While the MEBN will provide a complex system for answering specific questions relating to the management of patients with HCC, there are other tools available for the Probabilistic Layer of the PSM database system. In recent years, high-performance NoSQL databases have been used to find relationships between entities in very large networks, often with billions of objects. These database systems have been utilized for seeking information (e.g. Google), with vast social networks (e.g. Facebook), and to catalogue and find relationships in genetics research. These systems are known for their rapid answering time for complex queries, i.e.—traversals. One form of NoSQL database, the Graph Databases, may be especially useful by incorporating the IEs of the PSM template. Graph Databases can provide persistent storage for large volumes of data (nodes), to display relationships between entities implicit in the model (edges), to allow a unified view for multiple sources, and, are sufficiently flexible to manage unknown or dynamic schemas. Most importantly, Graph Databases can facilitate analysis of the connected information in network-like structures.

The ability of Graph Databases to find relationships within vast amounts of data will help provide a link between the domain of genetics and biomarkers research with the PSM. Figure 12.7 shows a portion of a simplified Entity-Relationship Diagram for a relational database that may be linked to a Graph database for research in biomarker and targeted therapies. Fifth order IEs relating to biomarkers and targeted therapies for HCC are displayed.

Fig. 12.7
figure 7

A portion of a simplified entity-relationship diagram for a relational database that may be linked to a graph database for research in biomarker and targeted therapies is shown displaying the 5th order information entities relating to biomarkers and targeted therapies for HCC

12.1.2.1.3 Action Layer

The third layer of the generic PSM database structure can be considered an Action Layer that will be designed to perform many of the tasks that will be required to update the PSM databases. The tasks performed as part of this action layer include data processing that will be required to ensure the increasing accuracy of the MEBN as indicated in Pearl’s Theorem or Algorithm. These tasks may be accomplished by means of triggered sub-programs, and may include updating lab values in a graph database, recalculating probabilities in MEBNs, extracting data from structured reports such as imaging studies, and extracting data from the wide variety of local and remote repositories (e.g. genetic data). The system could be used locally at a clinical liver cancer center to monitor patient assessments, treatments, and outcomes.

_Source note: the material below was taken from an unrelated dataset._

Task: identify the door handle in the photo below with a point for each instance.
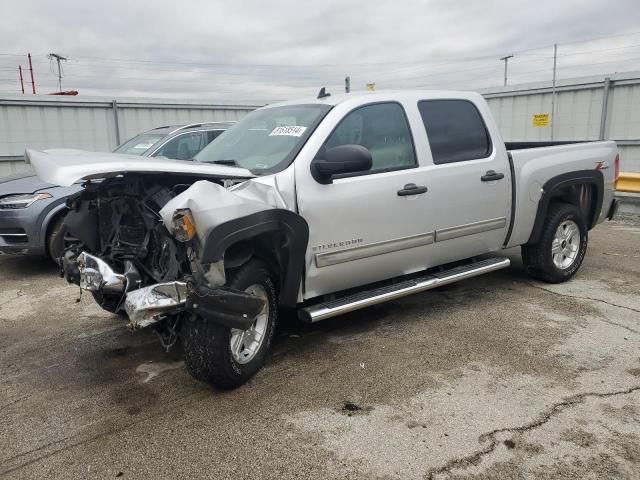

This process will be facilitated when links can be established to provide access to medical research databases, as well as to established treatment registries through the TIMMS infrastructure as shown in Fig. 2.1, Chap. 2.

Conclusion

In this Chapter we have outlined the required structure and function of an ITS-PM that would be suitable to establish a use-case utilizing HCC within the context of the PSM and MGT. The database structure, composed of three layers, has been described and sample entity-relationship diagrams populated from the clinical material described in Chaps. 311 have been presented.

RM-ODP and SOA can provide the comprehensive methodologies to be employed to successfully meet the requirements for such an elaborate system.

In the concluding Chapter, the proposed benefits of this ITS-PM will be presented in the form of expert recommendations and outlook for PPPM and HCC.